Entre a região alta da cidade de São Paulo e o rio Tietê instalaram-se muitos imigrantes de diversas origens, como os italianos. Isso era fim do século XIX. Ali, com alguns poucos residentes nativos, alguns prosperaram próximos a recém-instalada Estrada de Ferro Sorocabana que ligava o interior do Estado à capital.
O processo de desenvolvimento daquela região, onde hoje se encontram os bairros Bom Retiro e Barra Funda, incluía a formação de associações esportivas e sociais voltadas ao entretenimento daquele novo núcleo urbano de imigrantes (e depois seus descendentes), onde a prática de futebol tinha significativa participação – o esporte acabara de chegar ao País e crescia rapidamente.
A Associação da Atlética Anhanguera, que em 2018 completa 100 anos, surgiu desse movimento. Agora, o clube ganhou um livro dedicado ao início de sua trajetória que se confunde com a história do futebol de várzea na capital paulista.

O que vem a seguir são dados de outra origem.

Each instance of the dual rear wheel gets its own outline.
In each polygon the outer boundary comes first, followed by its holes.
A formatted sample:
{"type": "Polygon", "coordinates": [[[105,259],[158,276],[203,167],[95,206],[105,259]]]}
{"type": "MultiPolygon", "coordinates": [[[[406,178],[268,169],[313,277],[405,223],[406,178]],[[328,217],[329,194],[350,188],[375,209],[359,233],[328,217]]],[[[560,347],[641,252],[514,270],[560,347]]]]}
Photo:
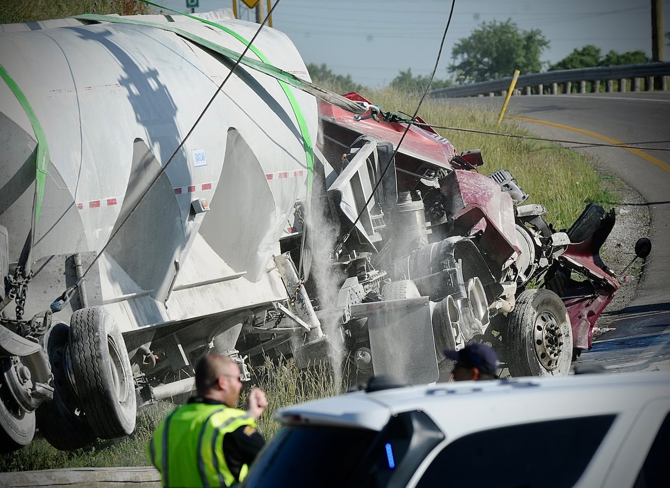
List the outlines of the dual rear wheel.
{"type": "Polygon", "coordinates": [[[47,339],[54,399],[37,410],[38,427],[58,449],[74,450],[98,437],[135,430],[133,372],[118,325],[103,307],[76,310],[68,327],[56,324],[47,339]]]}

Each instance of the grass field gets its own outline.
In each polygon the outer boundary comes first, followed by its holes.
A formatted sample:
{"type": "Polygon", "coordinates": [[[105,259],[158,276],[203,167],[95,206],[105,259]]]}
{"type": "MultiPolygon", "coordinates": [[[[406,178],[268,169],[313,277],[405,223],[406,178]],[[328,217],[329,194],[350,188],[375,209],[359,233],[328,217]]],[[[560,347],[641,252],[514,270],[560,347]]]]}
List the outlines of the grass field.
{"type": "MultiPolygon", "coordinates": [[[[90,11],[94,7],[99,9],[98,12],[118,11],[119,5],[123,3],[121,0],[116,3],[102,1],[98,6],[93,5],[92,1],[82,0],[78,7],[80,7],[80,11],[66,11],[61,3],[40,0],[30,3],[33,11],[37,13],[29,15],[25,11],[27,3],[24,5],[18,0],[5,1],[7,8],[3,10],[4,17],[0,19],[3,22],[62,17],[90,11]],[[36,4],[42,5],[42,11],[36,8],[36,4]]],[[[410,114],[415,111],[420,98],[417,94],[391,89],[370,90],[362,95],[385,111],[410,114]]],[[[203,103],[206,102],[204,100],[203,103]]],[[[503,121],[499,127],[496,126],[496,113],[452,108],[444,99],[426,99],[419,115],[428,123],[438,126],[516,135],[527,133],[513,121],[503,121]]],[[[500,168],[510,170],[522,188],[530,194],[528,203],[541,203],[547,207],[546,220],[553,223],[556,229],[569,227],[588,202],[611,206],[616,200],[604,189],[601,181],[604,176],[600,175],[588,161],[551,143],[456,129],[438,129],[437,131],[450,140],[459,151],[480,148],[485,164],[482,172],[488,174],[500,168]]],[[[334,379],[332,372],[324,365],[300,371],[292,361],[288,360],[278,365],[270,362],[252,365],[251,371],[252,383],[266,391],[269,402],[259,422],[259,430],[266,438],[274,435],[278,428],[273,420],[277,409],[331,395],[342,389],[334,379]]],[[[0,471],[148,465],[147,442],[158,422],[174,408],[170,402],[159,402],[139,414],[137,428],[132,435],[114,440],[98,440],[72,452],[56,450],[43,439],[37,438],[21,450],[0,455],[0,471]]]]}
{"type": "MultiPolygon", "coordinates": [[[[390,90],[363,93],[385,111],[413,113],[419,95],[390,90]]],[[[467,109],[454,109],[443,101],[427,99],[419,115],[429,123],[452,127],[525,134],[513,121],[496,125],[497,114],[467,109]]],[[[593,202],[611,206],[615,198],[604,190],[601,176],[584,158],[571,151],[546,142],[437,129],[462,151],[481,148],[486,174],[503,168],[509,170],[519,184],[531,194],[529,202],[547,206],[547,220],[557,229],[567,228],[580,215],[586,203],[593,202]]],[[[325,365],[300,371],[291,360],[274,365],[269,361],[253,365],[252,383],[267,393],[269,408],[259,421],[259,428],[266,438],[277,432],[273,420],[277,409],[291,404],[323,398],[341,391],[334,375],[325,365]]],[[[174,408],[161,402],[138,416],[133,435],[114,440],[98,440],[93,445],[74,452],[58,451],[44,440],[38,438],[30,445],[11,454],[0,456],[0,471],[26,471],[76,467],[141,466],[149,464],[145,446],[158,422],[174,408]]]]}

A obra “Futebol de Várzea de São Paulo – A Associação Atlética Anhanguera (1928-1940)” (Alameda Editorial) é fruto de uma dissertação em História na USP de Diana Mendes Machado da Silva – hoje ela é doutoranda de História Social na mesma universidade; a acadêmica possui formação complementar na Universidade Paris V e Collège de France.
O livro mostra a ocupação dessa histórica área na capital paulista, seu crescimento e o modelo encontrado pelos seus moradores para seus festejos e eventos sociais e esportivos. O trabalho explica como o futebol se tornou o centro de integração desses grupos associativos.

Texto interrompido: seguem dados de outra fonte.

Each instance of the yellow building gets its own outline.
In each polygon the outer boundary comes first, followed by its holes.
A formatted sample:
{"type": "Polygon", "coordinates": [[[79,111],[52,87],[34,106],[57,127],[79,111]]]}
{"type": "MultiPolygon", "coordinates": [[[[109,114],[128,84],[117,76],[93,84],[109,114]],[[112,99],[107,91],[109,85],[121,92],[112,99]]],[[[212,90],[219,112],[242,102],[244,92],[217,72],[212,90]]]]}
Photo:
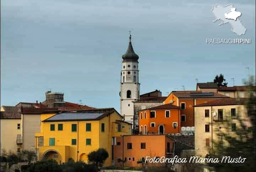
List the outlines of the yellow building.
{"type": "Polygon", "coordinates": [[[88,162],[88,154],[102,148],[109,155],[104,166],[110,166],[116,137],[132,134],[132,124],[122,120],[114,109],[106,108],[63,112],[43,120],[41,132],[35,136],[36,145],[43,142],[39,160],[54,159],[60,163],[71,158],[88,162]]]}
{"type": "Polygon", "coordinates": [[[244,102],[244,99],[225,98],[194,106],[195,150],[197,155],[204,157],[209,151],[214,151],[215,145],[213,143],[226,145],[226,142],[218,134],[236,136],[235,131],[240,127],[239,120],[246,122],[247,110],[244,102]]]}

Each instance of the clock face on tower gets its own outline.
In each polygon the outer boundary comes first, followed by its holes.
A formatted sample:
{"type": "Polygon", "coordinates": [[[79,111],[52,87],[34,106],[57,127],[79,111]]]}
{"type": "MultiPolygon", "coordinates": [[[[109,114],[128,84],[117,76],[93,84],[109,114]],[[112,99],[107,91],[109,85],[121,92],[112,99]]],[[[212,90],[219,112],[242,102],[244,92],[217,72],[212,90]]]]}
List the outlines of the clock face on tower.
{"type": "Polygon", "coordinates": [[[130,80],[131,78],[132,77],[130,75],[126,75],[126,79],[127,80],[130,80]]]}

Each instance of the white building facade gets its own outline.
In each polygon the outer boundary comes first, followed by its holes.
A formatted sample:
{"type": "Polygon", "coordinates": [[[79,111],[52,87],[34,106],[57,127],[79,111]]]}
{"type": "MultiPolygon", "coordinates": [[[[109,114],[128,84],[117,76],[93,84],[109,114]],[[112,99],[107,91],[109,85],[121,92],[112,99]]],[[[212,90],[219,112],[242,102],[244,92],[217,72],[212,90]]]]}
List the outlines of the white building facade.
{"type": "Polygon", "coordinates": [[[139,99],[139,56],[133,50],[130,35],[128,48],[122,56],[122,70],[120,78],[120,111],[124,120],[133,124],[134,106],[132,102],[139,99]]]}

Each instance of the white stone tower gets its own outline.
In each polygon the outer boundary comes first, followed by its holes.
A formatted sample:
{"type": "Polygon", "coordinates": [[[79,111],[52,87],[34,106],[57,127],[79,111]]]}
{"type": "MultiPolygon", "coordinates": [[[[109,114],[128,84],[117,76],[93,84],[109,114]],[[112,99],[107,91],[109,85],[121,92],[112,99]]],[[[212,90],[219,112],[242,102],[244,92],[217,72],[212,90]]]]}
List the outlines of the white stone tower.
{"type": "Polygon", "coordinates": [[[132,102],[139,99],[139,56],[133,51],[130,34],[128,48],[122,56],[120,79],[120,111],[125,121],[133,123],[134,108],[132,102]]]}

O livro centra ainda nas relações mantidas pelas associações com a vida cotidiana e a heterogeneidade que foram adquirindo ao longo do tempo, fruto da própria formação da cidade – ou a babel em crescimento. O trabalho vai mais além e expõe a opção de manter o futebol eminentemente amador – como foi o caso do Anhanguera, contrapondo a outros que acabaram se profissionalizando e tornando-se clubes globais, como Corinthians, São Paulo e Palmeiras.
As discussões nesse ponto revelam uma disposição associativa de se manter ligada ao bairro de origem, ao futebol de várzea, suas festividades socioculturais voltadas eminentemente à comunidade que sustentava a agremiação e tinha (e tem) papel aglutinador imensurável.
O trabalho relata ainda o papel da imprensa na divulgação do futebol de várzea à época – a ocupação de áreas próximas ao rio Tietê o definiam como tal – e importância na criação de sua identidade.
Trecho da obra conta até como os bares se tornaram elementos de sociabilidade local. Os nomes dos citados são autoexplicativos: “Fecha Nunca”, “Nunca Fecha” e “Sempre Aberto” – os três se revezavam para atender a clientela.
“É o primeiro trabalho de porte sobre um clube de várzea, com todos os seus laços associativos, com a cidade de São Paulo daqueles tempos como pano de fundo. É um livro de história, sociologia, imigração e, acima de tudo, poesia no sentido emocional. Diana espanou a poeira antiga do terrão, trazendo luz para um dos essenciais pilares da cultura paulistana”, resume a obra Arthur Tirone, diretor social do Anhanguera, considerado historiador informal do clube e membro da terceira geração de uma das famílias tratadas como referência no livro.